Kita cuma bisa ngelangut di dalam bus, pas lagi asik-asiknya ngelangut (mana ada ngelangut yang asik), tiba-tiba hape saya bergetar yang menandakan kalau ada sms masuk.

From : Pinkky C2 (Carnivore Cupu)
Bos, ngelih. Kapan ini berangkatnya?

Saya mulai merasa kasihan, bukan kasihan dengan perut Pinkky, tapi kasihan dengan deltoideus Mega. Yang kalau lengah sedikti saja bisa cuil. Saya nggak bisa ngebayangin kalau sampai Pinkky ngegigit Mega, suwer saya nggak tega. Kan kasihan Mega :(

To : Pinkky C2
Untuk sementara makan sirloin deltoideusnya Mega dulu ya, buat ngeganjel perut. Deket sini nggak ada Indomaret.

Duh, mulai ngelantur ceritanya. Kancuuuuuuttt yuuudd (sori typo, maksudnya "lanjut")

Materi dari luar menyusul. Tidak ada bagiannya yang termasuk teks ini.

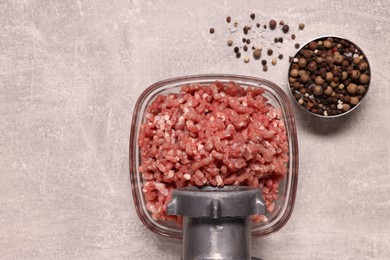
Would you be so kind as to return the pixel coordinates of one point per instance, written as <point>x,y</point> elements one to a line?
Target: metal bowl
<point>312,74</point>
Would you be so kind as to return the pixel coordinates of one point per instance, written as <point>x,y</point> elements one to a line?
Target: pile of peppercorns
<point>329,76</point>
<point>253,40</point>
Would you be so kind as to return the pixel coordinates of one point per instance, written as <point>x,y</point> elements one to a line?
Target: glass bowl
<point>288,186</point>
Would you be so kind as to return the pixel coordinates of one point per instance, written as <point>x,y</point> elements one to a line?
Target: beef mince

Kurang lebih setengah jam sudah kita terlantar di kota Solo, kota yang terkenal dengan penganan khas mpek-mpek nya ini. Situasi mulai tidak kondusif, karena perut saya nggak mau kalah dengan Pinkky. Tiba-tiba terdengar suara anak-anak SMA yang lagi tawuran, saya lihat sekeliling, ternyata nggak ada apa-apa. Oh... Ternyata suara nggak jelas itu datangnya dari dinding lambung saya yang sedang dicabik-cabik oleh cairan asam. Pas lagi asik-asiknya kelaperan, tiba-tiba kuping saya mendengar suara dari bapak-bapak penumpang lain yang lagi ngobrol dengan penumpang yang lainnya lagi. "Wah, kalau kayak gini biasanya baru besok pagi jalan lagi. Diganti bus lainnya, saya udah sering kok mogok kayak gini". HELL! Kalimat itu terdengar lebih menggemparkan ketimbang pernyataan Farhat Abaas yang menyatakan diri mau nyalon jadi presiden, atau pun bapak presiden yang tiba-tiba punya akun twitter verified supaya nggak kalah gaul dari rakyatnya. Saya lemas, ngelirik Humar. Dan ternyata dia juga ngelirik saya. Bukan, ini kita bukan lagi memacarkan sinyal-sinyal asmara. Tapi karena kita berdua memang mendengar apa yang dikatakan bapak tadi dengan jelas.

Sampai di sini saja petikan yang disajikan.